Medicare applied their usual 20% off for the coinsurance.
They paid me $87.70 or just over a dollar an hour. After
Pat (training unclear) read my notes now in a distant city, she decided to
drop it by two levels to $52.55 allowed and $42.04 paid. This is about the level of the office expense.
So I gave the care free. Remember
that my office loses about $3000 a month already. So
Medicare is sure that the fair solution is that I work for free and be put
under a long-term watch. "On
February 23, 2000, in accordance with MCM section 7130.D, we will
automatically offset against any pending or future claims you submit
...” So I cannot hold the money until appeal or they will simply grab
the money another way. I
cannot appeal anyway because the amount is less than $100. This is all part of the Law and Regulations of Medicare.
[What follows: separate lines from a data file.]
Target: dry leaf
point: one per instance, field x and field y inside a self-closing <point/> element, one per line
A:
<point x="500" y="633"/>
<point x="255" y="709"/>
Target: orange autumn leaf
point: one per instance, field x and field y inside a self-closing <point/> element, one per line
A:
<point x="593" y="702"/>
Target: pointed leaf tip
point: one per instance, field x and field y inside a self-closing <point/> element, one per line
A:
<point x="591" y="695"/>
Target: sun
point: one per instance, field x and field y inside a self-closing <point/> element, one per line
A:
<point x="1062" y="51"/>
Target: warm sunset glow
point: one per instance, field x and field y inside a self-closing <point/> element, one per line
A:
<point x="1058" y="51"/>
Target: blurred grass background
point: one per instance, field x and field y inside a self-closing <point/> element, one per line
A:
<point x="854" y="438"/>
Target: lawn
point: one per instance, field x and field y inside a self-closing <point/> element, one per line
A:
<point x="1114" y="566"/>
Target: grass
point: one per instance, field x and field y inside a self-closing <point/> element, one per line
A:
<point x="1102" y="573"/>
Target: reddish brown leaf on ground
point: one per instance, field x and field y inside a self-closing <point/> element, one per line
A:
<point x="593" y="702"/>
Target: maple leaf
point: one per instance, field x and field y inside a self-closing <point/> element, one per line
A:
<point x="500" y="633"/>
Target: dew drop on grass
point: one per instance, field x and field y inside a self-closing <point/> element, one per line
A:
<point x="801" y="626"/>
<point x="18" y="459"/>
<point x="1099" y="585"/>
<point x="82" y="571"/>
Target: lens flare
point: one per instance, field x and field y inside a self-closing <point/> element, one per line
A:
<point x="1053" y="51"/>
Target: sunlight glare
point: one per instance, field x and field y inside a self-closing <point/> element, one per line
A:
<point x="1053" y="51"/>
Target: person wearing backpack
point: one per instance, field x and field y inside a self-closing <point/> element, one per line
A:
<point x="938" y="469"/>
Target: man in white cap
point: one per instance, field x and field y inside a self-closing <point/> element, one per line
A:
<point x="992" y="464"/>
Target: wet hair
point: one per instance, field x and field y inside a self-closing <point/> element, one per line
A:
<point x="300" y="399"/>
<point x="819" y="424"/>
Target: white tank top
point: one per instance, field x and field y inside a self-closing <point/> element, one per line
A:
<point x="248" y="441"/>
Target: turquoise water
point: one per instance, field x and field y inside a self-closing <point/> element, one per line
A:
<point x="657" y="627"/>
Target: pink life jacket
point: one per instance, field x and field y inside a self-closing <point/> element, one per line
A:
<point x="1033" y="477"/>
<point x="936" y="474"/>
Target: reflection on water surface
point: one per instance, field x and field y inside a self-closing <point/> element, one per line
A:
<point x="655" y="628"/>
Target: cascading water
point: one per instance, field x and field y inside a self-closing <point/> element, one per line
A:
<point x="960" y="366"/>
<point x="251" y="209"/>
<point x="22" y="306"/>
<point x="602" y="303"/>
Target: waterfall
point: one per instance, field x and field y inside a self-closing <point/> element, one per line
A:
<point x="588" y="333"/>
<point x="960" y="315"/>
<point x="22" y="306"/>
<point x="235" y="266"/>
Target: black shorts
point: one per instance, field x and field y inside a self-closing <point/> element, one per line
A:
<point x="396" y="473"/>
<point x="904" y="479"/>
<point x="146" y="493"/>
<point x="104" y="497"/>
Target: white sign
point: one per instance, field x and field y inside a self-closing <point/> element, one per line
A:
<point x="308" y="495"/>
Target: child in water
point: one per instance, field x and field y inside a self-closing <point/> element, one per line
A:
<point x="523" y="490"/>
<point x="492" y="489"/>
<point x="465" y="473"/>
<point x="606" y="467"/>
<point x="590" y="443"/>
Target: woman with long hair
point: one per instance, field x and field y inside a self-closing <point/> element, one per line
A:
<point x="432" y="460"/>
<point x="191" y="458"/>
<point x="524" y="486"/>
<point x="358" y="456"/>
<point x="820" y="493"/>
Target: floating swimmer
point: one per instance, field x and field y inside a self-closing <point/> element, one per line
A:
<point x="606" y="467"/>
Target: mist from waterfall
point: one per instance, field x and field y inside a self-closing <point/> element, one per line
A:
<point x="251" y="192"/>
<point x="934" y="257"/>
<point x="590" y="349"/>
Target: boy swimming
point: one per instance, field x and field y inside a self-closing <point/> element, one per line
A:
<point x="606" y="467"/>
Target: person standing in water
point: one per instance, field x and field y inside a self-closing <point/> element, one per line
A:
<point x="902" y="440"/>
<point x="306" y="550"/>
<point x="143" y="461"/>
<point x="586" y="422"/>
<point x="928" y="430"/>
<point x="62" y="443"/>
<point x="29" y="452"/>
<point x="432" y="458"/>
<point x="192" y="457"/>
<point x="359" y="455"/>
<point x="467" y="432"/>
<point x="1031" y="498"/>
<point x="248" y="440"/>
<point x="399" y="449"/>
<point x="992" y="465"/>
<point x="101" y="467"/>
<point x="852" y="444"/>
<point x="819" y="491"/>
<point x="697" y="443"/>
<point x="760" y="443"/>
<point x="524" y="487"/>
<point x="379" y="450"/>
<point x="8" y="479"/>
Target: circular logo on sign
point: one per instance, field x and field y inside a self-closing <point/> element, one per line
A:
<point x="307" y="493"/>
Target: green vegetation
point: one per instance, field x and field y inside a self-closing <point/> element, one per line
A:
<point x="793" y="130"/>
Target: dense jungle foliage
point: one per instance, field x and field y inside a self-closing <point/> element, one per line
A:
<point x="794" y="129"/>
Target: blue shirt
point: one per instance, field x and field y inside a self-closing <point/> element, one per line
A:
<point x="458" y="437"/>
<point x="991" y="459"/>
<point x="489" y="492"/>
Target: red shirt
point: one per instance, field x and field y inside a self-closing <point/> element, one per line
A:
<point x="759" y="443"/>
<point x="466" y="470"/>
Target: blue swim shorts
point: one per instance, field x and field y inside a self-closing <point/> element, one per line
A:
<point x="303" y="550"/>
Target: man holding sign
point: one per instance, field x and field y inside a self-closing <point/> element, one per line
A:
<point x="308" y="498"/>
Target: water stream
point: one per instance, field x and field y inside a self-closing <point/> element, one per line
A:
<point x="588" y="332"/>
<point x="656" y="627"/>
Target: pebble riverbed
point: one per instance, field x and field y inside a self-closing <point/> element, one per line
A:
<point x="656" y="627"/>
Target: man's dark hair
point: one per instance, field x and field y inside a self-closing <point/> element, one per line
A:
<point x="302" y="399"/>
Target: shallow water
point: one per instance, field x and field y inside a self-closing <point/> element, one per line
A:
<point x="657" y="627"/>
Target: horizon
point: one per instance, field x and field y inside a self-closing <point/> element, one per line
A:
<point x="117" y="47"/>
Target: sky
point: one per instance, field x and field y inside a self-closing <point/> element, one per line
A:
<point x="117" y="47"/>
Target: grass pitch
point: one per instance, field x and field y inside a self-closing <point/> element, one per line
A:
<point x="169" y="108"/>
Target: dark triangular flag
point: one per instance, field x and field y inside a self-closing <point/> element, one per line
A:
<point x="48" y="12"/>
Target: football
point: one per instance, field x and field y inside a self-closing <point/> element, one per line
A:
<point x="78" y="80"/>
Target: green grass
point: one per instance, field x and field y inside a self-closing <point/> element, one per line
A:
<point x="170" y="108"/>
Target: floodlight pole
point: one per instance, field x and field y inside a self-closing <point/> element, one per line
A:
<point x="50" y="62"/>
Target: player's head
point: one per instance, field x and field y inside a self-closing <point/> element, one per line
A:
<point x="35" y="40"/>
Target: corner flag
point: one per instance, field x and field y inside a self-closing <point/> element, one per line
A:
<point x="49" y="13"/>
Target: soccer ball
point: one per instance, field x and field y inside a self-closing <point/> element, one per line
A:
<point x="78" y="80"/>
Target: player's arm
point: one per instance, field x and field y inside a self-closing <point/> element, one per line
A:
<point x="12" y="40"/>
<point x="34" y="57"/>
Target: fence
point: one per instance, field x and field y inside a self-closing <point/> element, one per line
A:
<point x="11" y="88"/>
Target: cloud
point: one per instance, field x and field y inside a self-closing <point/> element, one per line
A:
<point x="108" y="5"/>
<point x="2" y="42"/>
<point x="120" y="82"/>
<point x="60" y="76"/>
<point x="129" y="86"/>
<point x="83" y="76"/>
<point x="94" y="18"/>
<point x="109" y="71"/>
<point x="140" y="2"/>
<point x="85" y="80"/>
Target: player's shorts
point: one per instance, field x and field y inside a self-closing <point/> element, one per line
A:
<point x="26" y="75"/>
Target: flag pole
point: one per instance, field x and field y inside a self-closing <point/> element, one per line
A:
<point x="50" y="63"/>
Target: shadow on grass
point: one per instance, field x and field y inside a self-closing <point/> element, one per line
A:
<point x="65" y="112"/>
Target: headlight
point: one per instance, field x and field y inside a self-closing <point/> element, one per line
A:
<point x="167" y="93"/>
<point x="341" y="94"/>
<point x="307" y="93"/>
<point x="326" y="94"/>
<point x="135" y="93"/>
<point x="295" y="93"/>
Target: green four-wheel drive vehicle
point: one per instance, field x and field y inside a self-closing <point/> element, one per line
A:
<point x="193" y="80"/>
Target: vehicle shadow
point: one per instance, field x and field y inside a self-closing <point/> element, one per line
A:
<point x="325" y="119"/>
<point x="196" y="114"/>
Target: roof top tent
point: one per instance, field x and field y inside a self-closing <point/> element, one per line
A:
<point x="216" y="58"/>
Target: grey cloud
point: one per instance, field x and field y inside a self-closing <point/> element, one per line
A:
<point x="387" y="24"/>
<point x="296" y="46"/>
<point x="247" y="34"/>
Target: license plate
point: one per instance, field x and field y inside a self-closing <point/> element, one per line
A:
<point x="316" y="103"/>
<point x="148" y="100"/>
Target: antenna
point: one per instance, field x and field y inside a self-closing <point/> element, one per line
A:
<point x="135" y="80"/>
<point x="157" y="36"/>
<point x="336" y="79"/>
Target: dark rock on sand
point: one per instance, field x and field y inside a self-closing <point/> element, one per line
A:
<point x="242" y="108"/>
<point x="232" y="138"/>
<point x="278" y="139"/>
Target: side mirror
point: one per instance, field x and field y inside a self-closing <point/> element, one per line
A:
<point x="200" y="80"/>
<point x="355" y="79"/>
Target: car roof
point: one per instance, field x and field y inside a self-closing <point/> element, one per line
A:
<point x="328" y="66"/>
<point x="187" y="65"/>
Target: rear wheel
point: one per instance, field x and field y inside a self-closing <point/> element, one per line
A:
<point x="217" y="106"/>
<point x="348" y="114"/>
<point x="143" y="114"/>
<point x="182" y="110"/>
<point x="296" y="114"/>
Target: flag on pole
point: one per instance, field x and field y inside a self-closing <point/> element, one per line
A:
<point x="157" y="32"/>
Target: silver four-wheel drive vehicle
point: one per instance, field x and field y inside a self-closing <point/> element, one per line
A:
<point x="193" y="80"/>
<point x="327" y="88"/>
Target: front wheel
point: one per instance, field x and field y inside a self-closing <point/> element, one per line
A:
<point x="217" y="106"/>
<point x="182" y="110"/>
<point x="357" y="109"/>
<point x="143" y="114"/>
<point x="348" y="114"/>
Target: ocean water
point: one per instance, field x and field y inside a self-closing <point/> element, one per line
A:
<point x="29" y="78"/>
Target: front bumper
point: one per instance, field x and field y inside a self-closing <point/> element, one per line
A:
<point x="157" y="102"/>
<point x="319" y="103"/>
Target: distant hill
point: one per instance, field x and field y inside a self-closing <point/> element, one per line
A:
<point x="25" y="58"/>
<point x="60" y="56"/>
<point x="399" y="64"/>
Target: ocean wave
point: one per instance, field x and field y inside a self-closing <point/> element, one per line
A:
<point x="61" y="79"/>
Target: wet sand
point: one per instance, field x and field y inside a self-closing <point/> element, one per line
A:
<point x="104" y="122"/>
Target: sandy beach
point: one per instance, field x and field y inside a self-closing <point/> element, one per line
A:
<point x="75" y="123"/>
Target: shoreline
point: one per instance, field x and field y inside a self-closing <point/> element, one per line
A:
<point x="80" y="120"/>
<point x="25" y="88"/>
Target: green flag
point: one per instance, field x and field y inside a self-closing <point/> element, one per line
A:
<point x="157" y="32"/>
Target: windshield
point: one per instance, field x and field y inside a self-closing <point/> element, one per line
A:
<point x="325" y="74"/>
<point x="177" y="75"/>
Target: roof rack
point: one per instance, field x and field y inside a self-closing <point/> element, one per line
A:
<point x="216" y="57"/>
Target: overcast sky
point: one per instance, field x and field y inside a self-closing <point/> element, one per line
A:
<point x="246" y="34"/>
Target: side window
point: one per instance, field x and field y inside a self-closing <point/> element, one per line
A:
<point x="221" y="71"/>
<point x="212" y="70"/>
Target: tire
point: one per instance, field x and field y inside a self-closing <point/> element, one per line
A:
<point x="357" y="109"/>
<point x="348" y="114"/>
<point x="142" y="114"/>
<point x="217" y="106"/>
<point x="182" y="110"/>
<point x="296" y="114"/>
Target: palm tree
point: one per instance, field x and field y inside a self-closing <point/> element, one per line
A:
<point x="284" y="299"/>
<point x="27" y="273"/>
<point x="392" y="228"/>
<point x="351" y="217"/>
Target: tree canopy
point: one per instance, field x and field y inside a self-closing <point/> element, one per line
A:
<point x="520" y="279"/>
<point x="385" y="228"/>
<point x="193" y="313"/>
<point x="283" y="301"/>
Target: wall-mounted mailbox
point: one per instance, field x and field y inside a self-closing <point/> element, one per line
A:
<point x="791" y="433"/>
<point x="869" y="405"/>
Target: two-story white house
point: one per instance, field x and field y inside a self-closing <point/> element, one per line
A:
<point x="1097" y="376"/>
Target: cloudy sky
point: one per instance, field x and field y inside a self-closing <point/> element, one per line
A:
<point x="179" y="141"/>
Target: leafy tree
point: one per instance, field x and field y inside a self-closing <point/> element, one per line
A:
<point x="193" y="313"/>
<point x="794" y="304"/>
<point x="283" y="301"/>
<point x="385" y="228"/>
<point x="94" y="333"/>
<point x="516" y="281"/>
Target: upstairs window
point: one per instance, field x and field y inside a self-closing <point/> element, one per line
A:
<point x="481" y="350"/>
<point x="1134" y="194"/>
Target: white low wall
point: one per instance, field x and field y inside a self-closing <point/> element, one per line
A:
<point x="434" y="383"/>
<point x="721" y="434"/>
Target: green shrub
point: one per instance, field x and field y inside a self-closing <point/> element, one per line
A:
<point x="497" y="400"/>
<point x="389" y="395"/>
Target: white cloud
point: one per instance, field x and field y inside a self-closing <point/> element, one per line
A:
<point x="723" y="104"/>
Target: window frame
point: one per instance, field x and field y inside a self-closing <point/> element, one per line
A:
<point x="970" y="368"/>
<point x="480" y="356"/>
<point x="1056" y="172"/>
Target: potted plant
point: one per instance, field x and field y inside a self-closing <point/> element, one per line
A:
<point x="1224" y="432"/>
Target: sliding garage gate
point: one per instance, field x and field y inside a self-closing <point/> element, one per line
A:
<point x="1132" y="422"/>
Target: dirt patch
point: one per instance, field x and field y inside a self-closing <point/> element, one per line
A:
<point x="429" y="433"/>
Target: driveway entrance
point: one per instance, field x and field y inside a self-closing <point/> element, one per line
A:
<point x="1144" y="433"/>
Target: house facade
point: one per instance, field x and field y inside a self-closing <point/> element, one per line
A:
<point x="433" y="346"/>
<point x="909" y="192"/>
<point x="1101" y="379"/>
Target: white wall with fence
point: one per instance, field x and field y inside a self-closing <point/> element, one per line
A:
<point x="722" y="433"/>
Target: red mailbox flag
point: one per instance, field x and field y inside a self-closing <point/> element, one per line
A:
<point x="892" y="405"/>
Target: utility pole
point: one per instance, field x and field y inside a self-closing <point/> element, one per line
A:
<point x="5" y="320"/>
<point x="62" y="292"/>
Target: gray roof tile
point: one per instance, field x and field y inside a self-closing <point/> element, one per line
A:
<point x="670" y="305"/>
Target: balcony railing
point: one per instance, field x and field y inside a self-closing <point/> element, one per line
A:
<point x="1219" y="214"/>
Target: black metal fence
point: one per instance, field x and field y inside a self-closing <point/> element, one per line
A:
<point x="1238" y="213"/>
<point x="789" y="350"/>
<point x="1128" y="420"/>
I think all of the IRS agents have made a lateral move to this new
army. The tactics are the
same -- administrative levy. It
would appear that my entry in the chart did not "stand alone."
This means that they gave no points for creating a problem list
next to the charts notes. The problem list is the key to good health since it never
gets covered up. I taught
this to Family Practice Residents in the UC Davis program. I
guess I travel so much that I have accidentally landed in some strange
country with the bureaucrats in charge.
Certainly this is not the country set up as Jefferson's land of the
free with fair process abound. No
wonder so many would rather watch the Super Bowl than pay attention to
politics -- it is the last level playing field left. Well,
diary, I better get some rest if I am going to put in another day of free
care tomorrow. I wonder if I
can declare my office a historic monument and deduct the rent. I could give tours on what an office could have been before
Medicare. Oh,
well, I should turn on the news before hitting the pillow. Wow, President Clinton has managed to keep a lid on Medicare
costs and can now pay for seniors' pills.
What a security for my later years -- pills and no doctors.